Workshop in Biostatistics

DATE: February 4, 2016
TIME: 1:30 - 3:00 pm
LOCATION: Medical School Office Building, Rm x303
TITLE: Statistical methods for RNA-seq data
SPEAKER: Michael Love
Department of Biostatistics and Computational Biology, Dana-Farber Cancer Institute       


Quantification of gene expression from RNA sequencing data is a fundamental task in computational biology, critical for projects across biological and biomedical sciences.
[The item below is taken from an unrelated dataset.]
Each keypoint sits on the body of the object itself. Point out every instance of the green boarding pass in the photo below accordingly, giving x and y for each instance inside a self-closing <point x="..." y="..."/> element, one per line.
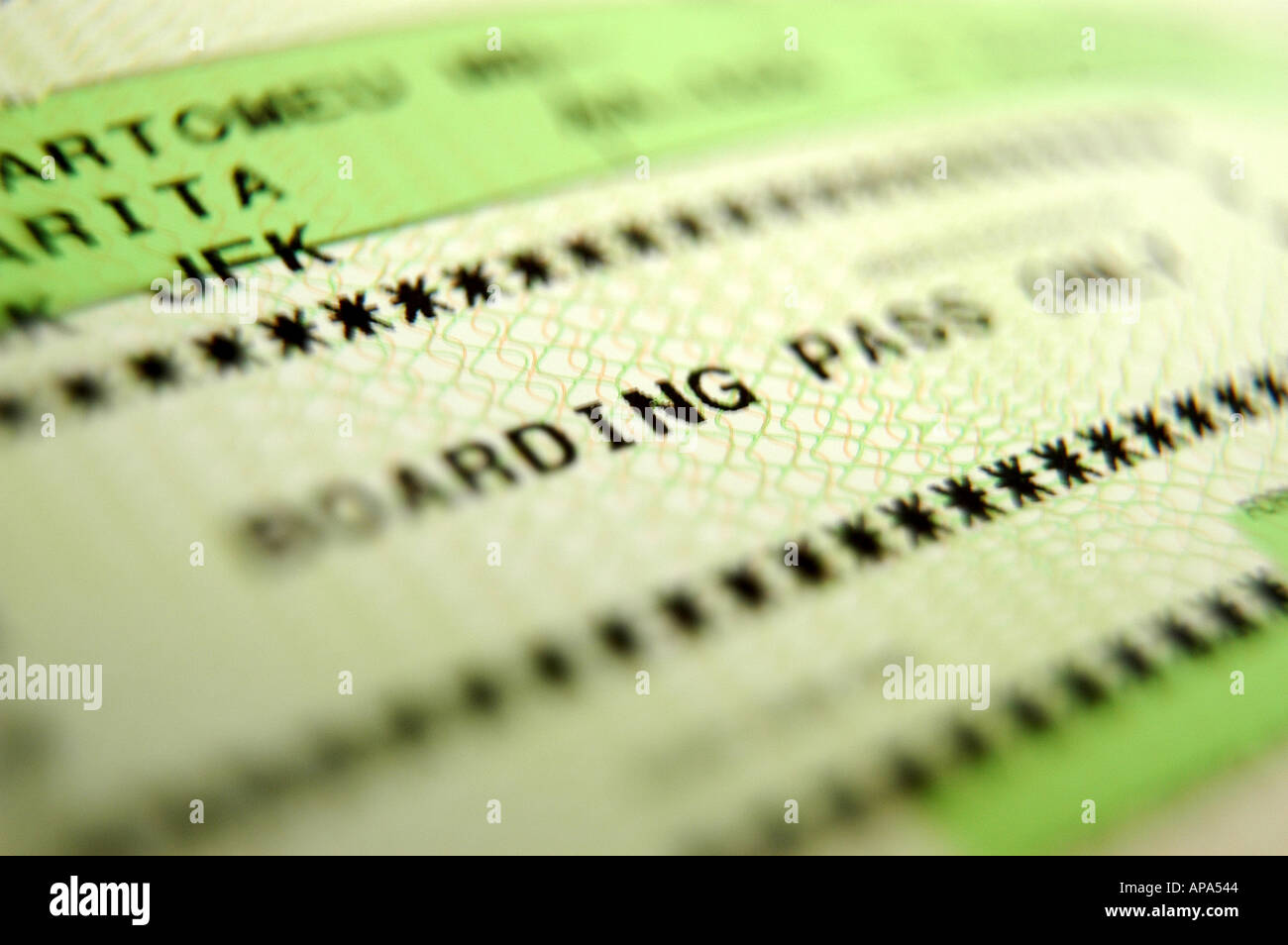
<point x="640" y="428"/>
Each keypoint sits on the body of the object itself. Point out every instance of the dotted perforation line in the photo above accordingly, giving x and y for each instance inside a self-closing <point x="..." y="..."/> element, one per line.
<point x="356" y="316"/>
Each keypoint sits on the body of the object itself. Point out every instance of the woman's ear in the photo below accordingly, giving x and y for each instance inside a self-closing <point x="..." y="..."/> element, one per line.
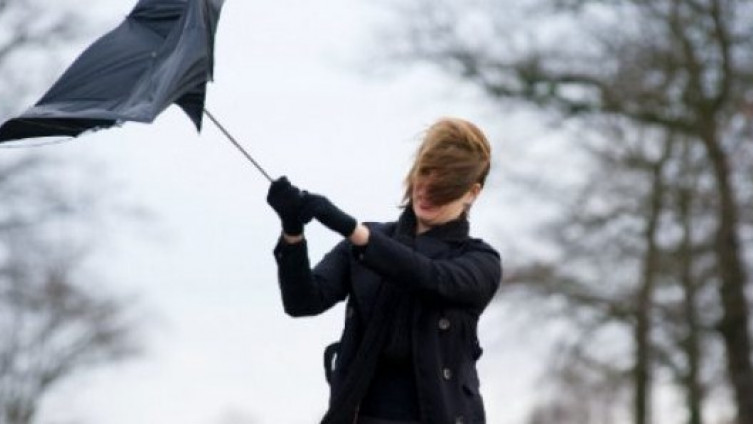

Statistical analysis of RNA-seq data, such as identification of differentially expressed genes across samples or estimation of isoform abundances, presents new challenges: non-normality of count data, dependence of the variance on the mean, as well as technical artifacts in measurements. In this talk, I will discuss statistical methods I have developed for RNA-seq data, including robust estimators for inference of differential expression and an approach to remove systematic errors in isoform abundance estimates arising from variations in sample preparation.

Suggested readings:

Love MI, Hubr W, Anders S. Moderated estimation of fold change and dispersion for RNA-seq data with DESeq2. Genome Biol. 2014; 15(12):550.

Michael I Love, John B Hogenesch, Rafael A Irizarry. Modeling of RNA-seq fragment sequence bias reduces systematic errors in transcript abundance estimation. BioRxiv, Cold Spring Harbor Laboratory.